Remember, the most important thing is to isolate the variable you are solving for by performing inverse operations on both sides of the inequality. And always keep an eye out for negative numbers, because dividing or multiplying by a negative number requires flipping the inequality sign!
Solving -2x < -11
Now, let's solve -2x < -11. This one has a twist! Notice that x is being multiplied by a negative number, -2. This means that when we divide both sides by -2, we have to remember to flip the inequality sign. Let's do it:
-2x / -2 > -11 / -2
Notice how the less than sign (<) has become a greater than sign (>). This simplifies to:
x > 11/2
So, the solution to the inequality -2x < -11 is x > 11/2. This means any value of x that is greater than 11/2 will satisfy the inequality. In decimal form, 11/2 is equal to 5.5. So, x must be greater than 5.5.
To visualize this, imagine a number line. You'd put an open circle at 5.5 and shade everything to the right of it.

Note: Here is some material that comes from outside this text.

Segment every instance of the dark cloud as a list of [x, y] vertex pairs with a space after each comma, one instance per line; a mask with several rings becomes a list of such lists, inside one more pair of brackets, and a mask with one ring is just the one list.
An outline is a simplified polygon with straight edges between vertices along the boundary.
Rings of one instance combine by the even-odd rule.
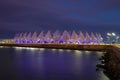
[[0, 0], [0, 31], [116, 31], [120, 0]]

The open circle indicates that 5.5 itself is not included in the solution set because the inequality is strictly greater than (x > 5.5), not greater than or equal to.
The critical step in this problem was dividing by a negative number. Forgetting to flip the inequality sign is a common mistake, so always double-check when you see a negative coefficient on your variable. The solution x > 11/2 includes all the values that make the original inequality true. As before, you can verify your answer by plugging in a value greater than 5.5 into the original inequality to see if it holds.
Solving -14x > 3.5
Alright, last one! Let's solve -14x > 3.5. Just like the previous problem, we're dealing with a negative coefficient on x. This means we'll need to flip the inequality sign when we divide both sides by -14. Let's do it:
-14x / -14 < 3.5 / -14
See how the greater than sign (>) has become a less than sign (<)? This simplifies to:
x < -0.25
So, the solution to the inequality -14x > 3.5 is x < -0.25. This means any value of x that is less than -0.25 will satisfy the inequality.
On a number line, you would place an open circle at -0.25 and shade everything to the left of it. The open circle indicates that -0.25 is not included in the solution set because the inequality is strictly less than (x < -0.25), not less than or equal to.
The key takeaway here is that dividing by a negative number changes the direction of the inequality. The solution x < -0.25 encompasses all values that make the original inequality true. Always remember to verify your solutions by substituting a value less than -0.25 into the original inequality to ensure it holds valid.
Key Takeaways
- Isolate the variable: Your primary goal is always to get the variable by itself on one side of the inequality.
- Flip the sign: Remember to flip the inequality sign whenever you multiply or divide both sides by a negative number.
- Check your work: Plug your solution back into the original inequality to make sure it holds true.
inequalities can seem tricky at first, but with practice, you'll get the hang of it. Keep these tips in mind, and you'll be solving inequalities like a pro in no time! Good luck, and keep practicing!